Betty Freudenberg als Blanche. © Jörg Landsberg

Bremen - Von Rolf Stein. Das Stück: gehandelt als eines der besten des 20. Jahrhunderts. Der Film: ikonisch, nicht zuletzt wegen Marlon Brando natürlich. „Endstation Sehnsucht“ von Tennessee Williams erzählt vom Aufeinandertreffen des alten Südstaatenadels im Niedergang mit aufstrebenden, anpackenden Einwanderern, die für Befindlichkeiten keine Zeit haben.

Blanche DuBois, aus gutem Hause, verliert nach dem Tod ihres Mannes ihr geliebtes Landgut in Mississippi und sucht bei ihrer Schwester Stella in New Orleans Unterschlupf.
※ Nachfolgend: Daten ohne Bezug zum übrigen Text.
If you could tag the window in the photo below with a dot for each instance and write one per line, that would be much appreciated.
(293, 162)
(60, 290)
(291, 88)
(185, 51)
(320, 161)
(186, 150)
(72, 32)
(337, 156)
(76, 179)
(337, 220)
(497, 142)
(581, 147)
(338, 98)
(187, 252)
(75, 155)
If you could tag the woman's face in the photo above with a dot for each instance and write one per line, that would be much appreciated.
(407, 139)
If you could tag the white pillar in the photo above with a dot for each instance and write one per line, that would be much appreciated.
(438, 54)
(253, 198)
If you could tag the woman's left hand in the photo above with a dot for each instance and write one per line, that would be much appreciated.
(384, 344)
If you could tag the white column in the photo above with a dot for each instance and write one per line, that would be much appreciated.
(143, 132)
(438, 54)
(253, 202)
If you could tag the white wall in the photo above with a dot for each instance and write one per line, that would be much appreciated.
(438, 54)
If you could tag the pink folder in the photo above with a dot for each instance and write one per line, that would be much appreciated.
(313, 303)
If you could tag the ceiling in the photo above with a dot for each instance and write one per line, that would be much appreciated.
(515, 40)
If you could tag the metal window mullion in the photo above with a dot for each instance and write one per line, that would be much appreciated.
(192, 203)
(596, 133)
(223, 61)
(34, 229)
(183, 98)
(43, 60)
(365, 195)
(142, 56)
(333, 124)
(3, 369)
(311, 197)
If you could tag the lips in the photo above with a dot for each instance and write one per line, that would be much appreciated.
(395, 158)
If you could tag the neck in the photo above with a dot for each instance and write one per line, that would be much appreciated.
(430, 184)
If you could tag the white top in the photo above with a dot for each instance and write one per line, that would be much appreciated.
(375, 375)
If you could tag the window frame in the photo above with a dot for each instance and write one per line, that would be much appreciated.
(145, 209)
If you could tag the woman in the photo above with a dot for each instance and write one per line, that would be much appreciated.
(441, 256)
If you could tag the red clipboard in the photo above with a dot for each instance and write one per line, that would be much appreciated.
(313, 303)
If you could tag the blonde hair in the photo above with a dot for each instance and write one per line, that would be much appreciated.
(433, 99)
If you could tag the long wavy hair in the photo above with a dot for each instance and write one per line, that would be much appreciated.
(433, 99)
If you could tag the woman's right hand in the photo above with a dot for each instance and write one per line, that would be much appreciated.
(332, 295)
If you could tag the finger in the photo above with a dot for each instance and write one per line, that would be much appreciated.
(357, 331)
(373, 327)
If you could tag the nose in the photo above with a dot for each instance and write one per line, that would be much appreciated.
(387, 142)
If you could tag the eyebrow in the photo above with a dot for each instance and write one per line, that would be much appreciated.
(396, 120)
Stella ist mit dem polnischstämmigen Arbeiter Stanley Kowalski verheiratet, für den Blanche nur Verachtung übrig hat. Sie träumt von alten Zeiten und wünscht sich kaum etwas sehnlicher als einen wohlhabenden Mann, der ihrem Leben wieder zu alter Grandezza verhelfen kann.

Unspektakuläres Ambiente

Diese von Tennessee Williams präzise gezeichnete Geschichte reizt regelmäßig Regisseure auch an deutschen Bühnen. Dabei ist – abgesehen von der schieren Bekannt- und Beliebtheit des Stoffs – gar nicht so klar, warum. Wären denn die Konflikte und Probleme dieser Figuren sehr heutig – und gar hiesig? Man müsste es als Regisseur drauf ankommen lassen – allerdings ohne dem Stück allzu beherzt zu Leibe zu rücken, denn das wird von Williams’ Nachlasswaltern mindestens so streng behütet wie der Nachlass Bertolt Brechts.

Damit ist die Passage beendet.